Project #1: US Election
Industry: Government
Technologies Used:
- HDFS (for storage)
- Spark SQL (for transformation)
- Spark MLlib (for machine learning)
- Zeppelin (for visualization)
Problem Statement : In the US Primary Election 2016, Hillary Clinton was nominated over Bernie Sanders from Democrats and on the other hand, Donald Trump was nominated from Republican Party to contest for the presidential position. As an analyst, you have been tasked to understand different factors that led to the winning of Hillary Clinton and Donald Trump in the primary elections based on demographic features to plan their next initiatives and campaigns.
Project #2: Design a system to replay the real time replay of transactions in HDFS using Spark.
Technology Used :
- Spark Streaming
- Kafka (for messaging)
- HDFS (for storage)
- Core Spark API (for aggregation)
Project #3: Instant Cabs
Industry: Transportation
Technologies Used :
- HDFS (for storage)
- Spark SQL (for transformation)
- Spark MLlib (for machine learning)
- Zeppelin (for visualization)
Problem Statement : A US cab service start-up (i.e. Instant cabs) wants to meet the demands in an optimum manner and maximize the profit. Thus, they hired you as a data analyst to interpret the available Uber’s data set and find out the beehive customer pick-up points & peak hours for meeting the demand in a profitable manner.

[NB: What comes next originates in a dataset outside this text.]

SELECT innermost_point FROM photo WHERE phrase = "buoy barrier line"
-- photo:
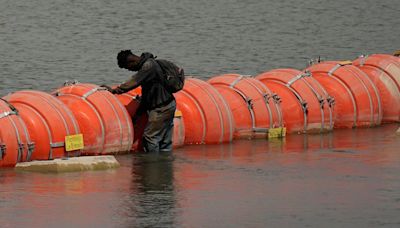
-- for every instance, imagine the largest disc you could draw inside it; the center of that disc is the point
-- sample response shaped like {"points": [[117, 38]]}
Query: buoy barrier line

Project #4: Drop-page of signal during Roaming
Industry: Telecom
Technologies Used :
- HDFS (for storage)
- Spark SQL (for transformation)
Problem Statement : You will be given a CDR (Call Details Record) file, you need to find out top 10 customers facing frequent call drops in Roaming. This is a very important report which telecom companies use to prevent customer churn out, by calling them back and at the same time contacting their roaming partners to improve the connectivity issues in specific areas.